As the train sped, tiny cities with gig lamps and sky-scraping spires whizzed past in the darkness of the winter night. Between meadows and smoke-bellowing industrial towns, there fell Düsseldorf known for its hoppy, amber-coloured Altbier beer; Mainz, where the first European books using movable types were printed by Gutenberg in 1450s; Heidelberg, where the Heidelberg Man, the earliest evidence of human life, died about a million years ago; and Stuttgart, where the lean-mean four-wheeled beasts like Mercs, Porsche and Maybach are manufactured. I could have jumped off the train for a ride on the beefy 6000-pounder Maybach, but the gentle chugging of the train had almost lulled me to sleep. I looked at the clock – 00.30. In four minutes, I was wheeling my bag out of the station for a snooze at the hotel next-door to get prepped for a long day ahead in Munich.
“You can’t leave the city without guzzling Munich beer,” the petite Taiwanese guide was already planning for the evening, though the sun was still warming up and it was time to begin the day in the clichéd Bavarian style - with a Weisswurst breakfast. In the city known for its architecture, my heart was longing for the sedulously painted sunflowers that adorn the walls of the van Gogh Museum and the four-cylinder BMW factory and museum. Instead, I found myself caught in the melee of a Christmas market by Marienplatz and the mischief of the painted elf statues that dance around the City Hall tower when the clock strikes 12 noon. That day, Munich was getting under my skin, but sooner than I had anticipated it was time for another train journey – 417 kms to Frankfurt where Goethe, Oscar Schindler and Anne Frank waited.
I saw Oscar Schindler first, outside his modest house by the railway station where the man who saved hundreds of Jews from Nazi concentration camps lived nearly penniless. Frankfurt was Schindler’s last home where on a grey plaque you can still trace compassion in his gimlet eyes. In the house of the moneyed Goethe, upholstery was shipped from New York, porcelain from China, cake moulds hung in the kitchen and staircase was carved in stone. Goethe was, as they say, ‘stone rich’, for his was one of the only seven households in Frankfurt to boast a well. As I walked the streets of a meticulously clean city, I thought of the days when Anne Frank must have pottered around in pinafores and pigtails – for it was here that little Anne was born.
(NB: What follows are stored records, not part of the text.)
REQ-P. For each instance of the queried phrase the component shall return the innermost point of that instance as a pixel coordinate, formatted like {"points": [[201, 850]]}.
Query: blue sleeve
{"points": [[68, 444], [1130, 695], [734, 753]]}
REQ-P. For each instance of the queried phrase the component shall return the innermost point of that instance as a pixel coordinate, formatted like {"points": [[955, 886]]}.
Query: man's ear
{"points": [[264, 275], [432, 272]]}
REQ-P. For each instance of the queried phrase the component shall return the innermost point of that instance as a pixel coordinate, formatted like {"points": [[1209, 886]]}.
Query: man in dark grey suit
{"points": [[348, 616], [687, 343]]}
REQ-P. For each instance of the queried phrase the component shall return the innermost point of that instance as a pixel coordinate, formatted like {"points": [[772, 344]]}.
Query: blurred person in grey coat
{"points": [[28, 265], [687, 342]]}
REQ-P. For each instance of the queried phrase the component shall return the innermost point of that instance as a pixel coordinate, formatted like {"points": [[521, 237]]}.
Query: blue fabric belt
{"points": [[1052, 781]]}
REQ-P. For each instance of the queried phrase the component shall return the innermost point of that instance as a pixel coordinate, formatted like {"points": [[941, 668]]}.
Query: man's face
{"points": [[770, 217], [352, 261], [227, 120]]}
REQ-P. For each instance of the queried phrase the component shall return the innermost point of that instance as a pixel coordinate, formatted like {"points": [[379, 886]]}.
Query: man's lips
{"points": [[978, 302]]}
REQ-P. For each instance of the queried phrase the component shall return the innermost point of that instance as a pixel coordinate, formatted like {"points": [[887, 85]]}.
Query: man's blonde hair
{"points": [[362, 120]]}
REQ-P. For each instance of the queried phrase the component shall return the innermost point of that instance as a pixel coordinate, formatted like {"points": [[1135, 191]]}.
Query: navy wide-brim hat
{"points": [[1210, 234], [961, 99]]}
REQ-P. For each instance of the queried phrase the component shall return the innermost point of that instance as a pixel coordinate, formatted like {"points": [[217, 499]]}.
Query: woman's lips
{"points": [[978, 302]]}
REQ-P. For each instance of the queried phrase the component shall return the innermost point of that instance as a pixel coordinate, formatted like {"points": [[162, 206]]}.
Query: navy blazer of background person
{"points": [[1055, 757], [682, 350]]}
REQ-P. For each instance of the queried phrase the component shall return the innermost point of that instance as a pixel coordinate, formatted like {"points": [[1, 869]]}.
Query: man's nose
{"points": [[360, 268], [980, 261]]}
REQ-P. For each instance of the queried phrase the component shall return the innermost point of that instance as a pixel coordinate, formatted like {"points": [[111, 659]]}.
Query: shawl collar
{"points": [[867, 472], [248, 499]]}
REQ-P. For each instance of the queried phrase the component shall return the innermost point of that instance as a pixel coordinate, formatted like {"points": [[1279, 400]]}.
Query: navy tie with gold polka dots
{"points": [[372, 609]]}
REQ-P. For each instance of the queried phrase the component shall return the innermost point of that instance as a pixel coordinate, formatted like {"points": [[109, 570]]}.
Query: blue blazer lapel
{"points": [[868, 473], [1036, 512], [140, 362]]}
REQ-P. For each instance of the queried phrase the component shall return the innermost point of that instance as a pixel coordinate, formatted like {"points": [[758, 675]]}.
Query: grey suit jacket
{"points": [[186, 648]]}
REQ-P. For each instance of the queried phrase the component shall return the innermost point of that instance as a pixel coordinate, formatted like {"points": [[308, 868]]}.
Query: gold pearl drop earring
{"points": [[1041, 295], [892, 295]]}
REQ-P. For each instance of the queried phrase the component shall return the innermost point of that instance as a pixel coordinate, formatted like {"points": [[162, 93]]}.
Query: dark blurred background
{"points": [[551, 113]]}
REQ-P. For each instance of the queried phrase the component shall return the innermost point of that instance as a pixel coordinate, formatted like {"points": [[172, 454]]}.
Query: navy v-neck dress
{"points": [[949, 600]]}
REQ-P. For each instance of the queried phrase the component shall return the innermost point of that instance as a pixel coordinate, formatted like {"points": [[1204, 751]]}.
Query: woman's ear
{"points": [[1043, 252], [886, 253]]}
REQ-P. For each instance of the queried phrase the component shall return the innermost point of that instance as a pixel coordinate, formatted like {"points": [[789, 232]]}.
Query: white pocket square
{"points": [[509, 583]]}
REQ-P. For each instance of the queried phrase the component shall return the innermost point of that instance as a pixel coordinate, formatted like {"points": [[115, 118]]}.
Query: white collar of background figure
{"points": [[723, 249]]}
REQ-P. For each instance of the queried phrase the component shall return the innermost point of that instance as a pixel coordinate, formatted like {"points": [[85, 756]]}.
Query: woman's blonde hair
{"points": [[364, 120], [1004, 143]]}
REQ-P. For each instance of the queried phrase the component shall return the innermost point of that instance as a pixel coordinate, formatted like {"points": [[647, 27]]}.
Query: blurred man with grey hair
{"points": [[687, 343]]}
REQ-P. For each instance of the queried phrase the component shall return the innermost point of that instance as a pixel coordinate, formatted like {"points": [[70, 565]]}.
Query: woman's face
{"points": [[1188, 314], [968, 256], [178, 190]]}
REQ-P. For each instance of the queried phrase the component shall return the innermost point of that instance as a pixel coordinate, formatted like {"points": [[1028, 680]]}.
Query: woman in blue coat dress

Four days, four cities – the miles on the map were getting shorter each day, I still had two days, two cities and 658 kms left on the itinerary: Frankfurt to Luxembourg 296 kms; Luxembourg to Basel 362 kms. In Luxembourg, the world’s 20 th smallest country with the world’s highest per capita, I rested by what is known as Europe’s most beautiful balcony and ogled at the drop-dead gorgeous Duke William II of Orange Nassau and his steed, while in Basel, it was the shimmering skyline that stole my heart.
Never before had I sped past cities and nations so hastily, never before had my iris been so crowded with so much beauty and never before have my ears droned with so much historical lore. Perhaps never before had I yearned to stretch an itinerary. This time I did. Despite the wobbly knees!